Penasihat hukum Laksda Leonardi, Rinto Maha, menegaskan bahwa penggantian dasar hukum primer dari UU Tipikor menjadi KUHP baru dalam surat tuntutan merupakan tindakan yang cacat secara fundamental. Perubahan pasal tersebut tidak tercantum dalam surat perintah penyelidikan, surat perintah penyidikan, surat pemberitahuan dimulainya penyidikan (SPDP), maupun dalam tahap P21 dan surat dakwaan. “Sehingga demi hukum tindakan Penuntut Koneksitas tersebut dengan alasan pembenaran apapun melanggar KUHAP dan hak-hak konstitusional terdakwa untuk memperoleh proses peradilan yang adil, dan karenanya tuntutan pidana a quo sepatutnya dinyatakan tidak sah serta tidak dapat dijadikan dasar bagi penjatuhan pidana terhadap terdakwa,” tegas Rinto Maha.
Selain masalah dasar hukum, tim penasihat hukum juga mempersoalkan nilai kerugian negara yang didakwakan. Dalam surat dakwaan, kerugian negara disebut sekitar Rp306,8 miliar, namun angka tersebut melonjak menjadi sekitar Rp349,4 miliar dalam surat tuntutan.

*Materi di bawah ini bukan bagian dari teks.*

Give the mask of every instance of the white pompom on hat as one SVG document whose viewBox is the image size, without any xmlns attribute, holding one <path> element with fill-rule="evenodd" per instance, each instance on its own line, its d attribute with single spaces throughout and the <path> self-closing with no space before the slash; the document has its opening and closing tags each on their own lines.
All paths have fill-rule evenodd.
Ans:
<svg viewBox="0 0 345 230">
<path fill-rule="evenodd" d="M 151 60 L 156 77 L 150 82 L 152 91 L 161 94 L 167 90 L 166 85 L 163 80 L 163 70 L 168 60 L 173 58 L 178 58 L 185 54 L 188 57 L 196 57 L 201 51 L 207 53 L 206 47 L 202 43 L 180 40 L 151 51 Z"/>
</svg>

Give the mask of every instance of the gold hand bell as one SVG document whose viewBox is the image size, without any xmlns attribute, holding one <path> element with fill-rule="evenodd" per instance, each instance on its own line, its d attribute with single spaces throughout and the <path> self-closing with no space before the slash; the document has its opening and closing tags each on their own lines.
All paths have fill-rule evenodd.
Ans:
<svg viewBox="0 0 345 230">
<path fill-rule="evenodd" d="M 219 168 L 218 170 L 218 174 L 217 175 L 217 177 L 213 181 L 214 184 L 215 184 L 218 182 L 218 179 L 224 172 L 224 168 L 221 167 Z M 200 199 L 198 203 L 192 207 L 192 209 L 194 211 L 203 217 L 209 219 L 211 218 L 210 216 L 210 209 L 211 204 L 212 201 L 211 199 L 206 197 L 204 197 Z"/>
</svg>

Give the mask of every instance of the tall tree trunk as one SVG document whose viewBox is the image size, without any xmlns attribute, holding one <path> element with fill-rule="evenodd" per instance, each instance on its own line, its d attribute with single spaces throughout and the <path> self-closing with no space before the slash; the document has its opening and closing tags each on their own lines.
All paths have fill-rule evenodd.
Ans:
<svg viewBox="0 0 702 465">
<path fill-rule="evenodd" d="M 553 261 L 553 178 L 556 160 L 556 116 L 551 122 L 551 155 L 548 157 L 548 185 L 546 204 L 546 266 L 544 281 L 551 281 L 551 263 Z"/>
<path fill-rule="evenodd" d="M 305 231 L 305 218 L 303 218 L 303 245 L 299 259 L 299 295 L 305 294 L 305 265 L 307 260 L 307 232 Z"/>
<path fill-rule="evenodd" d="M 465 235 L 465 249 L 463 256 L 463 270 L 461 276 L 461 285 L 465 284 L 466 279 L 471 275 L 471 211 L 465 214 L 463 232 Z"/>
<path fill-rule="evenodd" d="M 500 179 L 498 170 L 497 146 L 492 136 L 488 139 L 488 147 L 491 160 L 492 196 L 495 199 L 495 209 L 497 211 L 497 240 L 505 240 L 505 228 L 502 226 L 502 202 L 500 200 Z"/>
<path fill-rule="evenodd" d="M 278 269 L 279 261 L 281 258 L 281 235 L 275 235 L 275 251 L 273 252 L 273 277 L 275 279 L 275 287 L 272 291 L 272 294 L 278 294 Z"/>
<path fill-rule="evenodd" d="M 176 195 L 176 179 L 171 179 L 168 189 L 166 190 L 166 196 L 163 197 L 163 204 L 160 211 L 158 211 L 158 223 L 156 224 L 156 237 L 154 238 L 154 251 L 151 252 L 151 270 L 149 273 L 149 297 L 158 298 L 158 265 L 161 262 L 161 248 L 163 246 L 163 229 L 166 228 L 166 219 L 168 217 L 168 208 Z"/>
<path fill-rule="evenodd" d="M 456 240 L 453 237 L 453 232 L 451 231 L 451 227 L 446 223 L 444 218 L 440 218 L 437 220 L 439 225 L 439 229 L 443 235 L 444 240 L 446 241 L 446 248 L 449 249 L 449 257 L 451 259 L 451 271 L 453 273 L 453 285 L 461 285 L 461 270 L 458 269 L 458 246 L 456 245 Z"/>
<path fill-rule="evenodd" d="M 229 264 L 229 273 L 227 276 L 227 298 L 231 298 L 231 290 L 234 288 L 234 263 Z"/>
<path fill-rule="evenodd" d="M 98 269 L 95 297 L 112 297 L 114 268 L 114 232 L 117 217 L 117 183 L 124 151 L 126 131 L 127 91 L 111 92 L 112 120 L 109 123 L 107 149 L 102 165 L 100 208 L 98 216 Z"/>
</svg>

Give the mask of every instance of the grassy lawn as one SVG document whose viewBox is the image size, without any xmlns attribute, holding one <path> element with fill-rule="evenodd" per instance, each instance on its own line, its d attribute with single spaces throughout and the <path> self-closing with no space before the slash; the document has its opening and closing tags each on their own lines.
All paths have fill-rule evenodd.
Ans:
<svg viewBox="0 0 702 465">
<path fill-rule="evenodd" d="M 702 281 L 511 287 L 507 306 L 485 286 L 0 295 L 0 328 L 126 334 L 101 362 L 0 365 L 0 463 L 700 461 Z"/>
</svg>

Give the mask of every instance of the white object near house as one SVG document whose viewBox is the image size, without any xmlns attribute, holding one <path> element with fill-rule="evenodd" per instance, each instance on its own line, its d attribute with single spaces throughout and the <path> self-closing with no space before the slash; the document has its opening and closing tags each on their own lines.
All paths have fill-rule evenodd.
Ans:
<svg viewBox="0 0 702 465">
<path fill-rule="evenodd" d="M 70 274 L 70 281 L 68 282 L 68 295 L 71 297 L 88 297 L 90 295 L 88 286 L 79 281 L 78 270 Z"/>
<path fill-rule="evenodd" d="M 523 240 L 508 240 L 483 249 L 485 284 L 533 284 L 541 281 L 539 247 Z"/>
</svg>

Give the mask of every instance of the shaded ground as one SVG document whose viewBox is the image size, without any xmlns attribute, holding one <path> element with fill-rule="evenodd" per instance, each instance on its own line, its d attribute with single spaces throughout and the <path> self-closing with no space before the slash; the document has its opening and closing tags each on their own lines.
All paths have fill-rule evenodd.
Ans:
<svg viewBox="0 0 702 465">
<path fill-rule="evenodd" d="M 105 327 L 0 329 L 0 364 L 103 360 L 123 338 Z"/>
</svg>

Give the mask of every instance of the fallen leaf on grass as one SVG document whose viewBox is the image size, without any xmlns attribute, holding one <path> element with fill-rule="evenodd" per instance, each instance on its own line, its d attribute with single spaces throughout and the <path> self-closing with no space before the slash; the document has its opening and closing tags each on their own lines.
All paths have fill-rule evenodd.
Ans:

Menurut Rinto, kenaikan sekitar Rp42,6 miliar ini berasal dari akumulasi bunga periode 2022 hingga 2024. Ia menilai perubahan nilai kerugian tersebut tidak sejalan dengan konsep actual loss atau kerugian negara yang nyata dan pasti. “Apabila nilai kerugian yang didalilkan masih terus berubah, bertambah, dan membengkak hanya karena berjalannya waktu, maka secara yuridis nilai tersebut tidak mungkin dikualifikasikan sebagai actual loss,” jelas Rinto.
Tuntutan Oditur Militer dan Terdakwa Lainnya
Sebelumnya, oditur militer telah menuntut Laksda (Purn) Leonardi dengan pidana penjara selama delapan tahun. Oditur juga menuntut pidana denda sebesar Rp750 juta, yang jika tidak dibayar, akan diganti dengan hukuman penjara selama lima bulan. Terdakwa lain dalam kasus ini, Thomas Anthony Van Der Heyden, yang merupakan tenaga ahli Kemhan, juga dituntut hukuman yang sama: delapan tahun penjara dan denda Rp750 juta subsider lima bulan penjara. Sementara itu, Gabor Kuti Szilard, CEO Navayo International AG, yang menjalani persidangan in absentia, telah dituntut hukuman yang lebih berat, yaitu 20 tahun penjara, serta denda Rp2 miliar subsider satu tahun penjara. Kasus ini terus bergulir, dengan pledoi Laksda Leonardi yang menggarisbawahi kompleksitas dan adanya dugaan perintah dari level tertinggi dalam proyek satelit Kemenhan ini.